Diesen Mann als „maulfaul“ zu beschreiben, ist genauso untertrieben wie grundfalsch. Ja, es mag sein, dass Jeff Beck auf der Bühne kaum redete – bei seinem letzten Konzert in München im vergangenen Sommer dauerte es eine halbe Stunde, bis er die mehr als 6000 Menschen in der Tollwood-Musikarena kurz (natürlich kurz, was sonst?) begrüßte. Und 2018 bei seinem hinreißenden, krachend lauten und stilistisch vogelwilden Abend im Circus Krone sagte er überhaupt kein Wort. Stattdessen erzählte der Brite umso mehr mit seiner Gitarre, er ließ seine Fender Stratocaster singen, seufzen, säuseln, schreien. Er spielte fast immer ohne Plektrum – der Daumen erlaubte ihm schließlich mehr Gefühl beim Anschlag der Saiten.
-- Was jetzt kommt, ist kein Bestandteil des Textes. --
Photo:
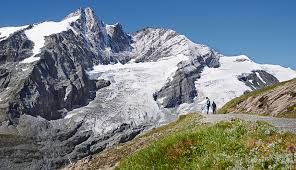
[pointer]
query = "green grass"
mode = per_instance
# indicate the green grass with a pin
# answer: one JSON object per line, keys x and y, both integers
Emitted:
{"x": 228, "y": 107}
{"x": 235, "y": 144}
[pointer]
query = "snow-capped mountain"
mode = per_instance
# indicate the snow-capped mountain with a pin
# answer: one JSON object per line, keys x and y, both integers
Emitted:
{"x": 79, "y": 85}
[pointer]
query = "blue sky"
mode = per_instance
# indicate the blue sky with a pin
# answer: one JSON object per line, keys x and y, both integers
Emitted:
{"x": 264, "y": 30}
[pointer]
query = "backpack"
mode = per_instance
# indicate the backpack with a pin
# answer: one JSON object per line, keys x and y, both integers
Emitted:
{"x": 208, "y": 103}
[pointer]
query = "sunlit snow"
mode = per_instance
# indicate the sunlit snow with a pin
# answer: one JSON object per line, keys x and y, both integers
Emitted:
{"x": 39, "y": 31}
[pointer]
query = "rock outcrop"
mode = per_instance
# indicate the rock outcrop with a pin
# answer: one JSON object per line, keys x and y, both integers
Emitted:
{"x": 276, "y": 100}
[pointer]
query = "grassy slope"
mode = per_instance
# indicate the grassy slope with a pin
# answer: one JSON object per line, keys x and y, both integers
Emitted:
{"x": 233, "y": 103}
{"x": 113, "y": 155}
{"x": 220, "y": 146}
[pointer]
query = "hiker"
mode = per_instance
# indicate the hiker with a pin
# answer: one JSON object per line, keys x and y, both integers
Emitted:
{"x": 208, "y": 104}
{"x": 214, "y": 107}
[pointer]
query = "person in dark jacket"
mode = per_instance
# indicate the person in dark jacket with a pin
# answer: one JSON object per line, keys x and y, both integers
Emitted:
{"x": 214, "y": 107}
{"x": 208, "y": 104}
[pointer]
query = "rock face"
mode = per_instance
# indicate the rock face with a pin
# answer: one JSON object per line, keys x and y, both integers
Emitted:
{"x": 258, "y": 79}
{"x": 278, "y": 100}
{"x": 91, "y": 85}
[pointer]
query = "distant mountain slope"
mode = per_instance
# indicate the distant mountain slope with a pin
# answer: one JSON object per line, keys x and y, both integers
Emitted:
{"x": 276, "y": 100}
{"x": 78, "y": 85}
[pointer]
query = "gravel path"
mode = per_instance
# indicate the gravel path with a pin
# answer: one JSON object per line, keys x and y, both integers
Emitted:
{"x": 281, "y": 123}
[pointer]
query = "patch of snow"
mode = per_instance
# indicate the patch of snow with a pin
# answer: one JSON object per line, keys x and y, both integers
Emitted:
{"x": 25, "y": 69}
{"x": 5, "y": 32}
{"x": 258, "y": 75}
{"x": 38, "y": 33}
{"x": 131, "y": 91}
{"x": 221, "y": 84}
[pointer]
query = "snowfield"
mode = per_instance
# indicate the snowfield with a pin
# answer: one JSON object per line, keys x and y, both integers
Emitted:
{"x": 129, "y": 98}
{"x": 5, "y": 32}
{"x": 40, "y": 31}
{"x": 221, "y": 84}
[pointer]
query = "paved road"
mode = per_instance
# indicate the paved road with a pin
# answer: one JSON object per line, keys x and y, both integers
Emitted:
{"x": 281, "y": 123}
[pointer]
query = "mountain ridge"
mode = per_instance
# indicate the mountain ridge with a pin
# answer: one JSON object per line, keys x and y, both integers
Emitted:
{"x": 90, "y": 87}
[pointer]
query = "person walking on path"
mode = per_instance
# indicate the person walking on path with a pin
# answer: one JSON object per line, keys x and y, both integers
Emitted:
{"x": 214, "y": 107}
{"x": 208, "y": 104}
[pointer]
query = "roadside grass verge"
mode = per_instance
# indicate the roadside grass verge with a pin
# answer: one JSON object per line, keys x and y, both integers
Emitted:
{"x": 109, "y": 157}
{"x": 225, "y": 145}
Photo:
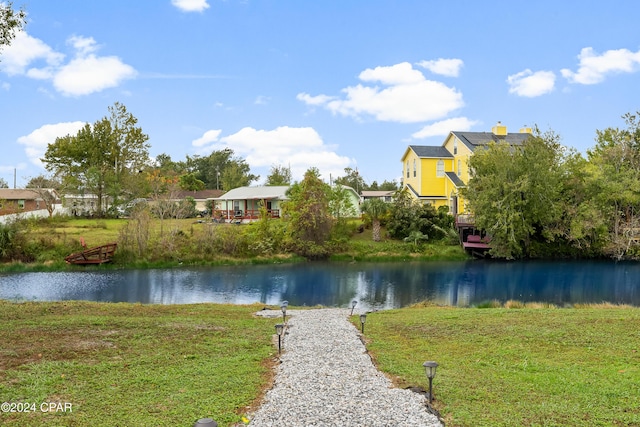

Kleiner Finger und Ringfinger hielten stets Kontakt zum Tremolohebel, den er ausgiebig und elegant nutzte. Jeff Beck war fasziniert von den technischen Möglichkeiten seines Instruments; er erforschte sie immerfort. Und es faszinierte, was er dabei entdeckte, wie er Töne perlen, schweben, aufsteigen, ineinander verschwimmen ließ.

British guitarist Jeff Beck dead at 78
Der Saiten-Hexer: Sein gefühlvoller Anschlag und seine Experimentierlust machten Jeff Becks Spiel unverwechselbar. © Kabir Dhanji

Jeff Beck spielte beim Tollwood 2022 zum letzten Mal in München

Jetzt ist diese vielseitige Stimme verstummt. Völlig überraschend ist Jeff Beck, einer der einflussreichsten Gitarristen der Welt und bis zuletzt ein unberechenbarer Saiten-Hexer, mit 78 Jahren gestorben – an einer bakteriellen Meningitis. Die Nachricht hat nicht nur die Musikwelt schockiert. „Der Gitarrenheld aller Gitarrenhelden ist von uns gegangen“, schrieb Sängerin Chrissie Hynde bei Twitter. Stimmt. Doch wie alle Genies hielt Beck nichts von Personenkult. Bei Auftritten versteckte er seine Augen in der Regel hinter einer Pilotenbrille von Ray-Ban – und war zeitlebens der Meinung, er mache „die seltsamsten Geräusche. Darum geht es doch, oder?“

Jeff Beck und Johnny Depp bei einem Konzert
Jeff Beck und Johnny Depp gingen 2022 gemeinsam auf Tour. © Raph Pour-Hashemi

Ja, um nichts anderes ging es. Und es ist eben diese Einstellung, die Becks Musik so spannend machte – und die ihm wohl zugleich den Erfolg im Mainstream verwehrte. 1944 kam er in einem Vorort von London zur Welt. Die Legende will es, dass er als Sechsjähriger im Radio Les Paul gehört und sich von der Mutter das Instrument des US-Gitarristen habe erklären lassen. „Das ist was für mich!“ Die Eltern waren froh, dass der Bub weg war von der Straße. „Ich nehme an, sie dachten: Wenn er die Gitarre hat, geht er wenigstens nicht raus, um zu stehlen“, mutmaßte Beck einst im Gespräch mit dem „Rolling Stone“.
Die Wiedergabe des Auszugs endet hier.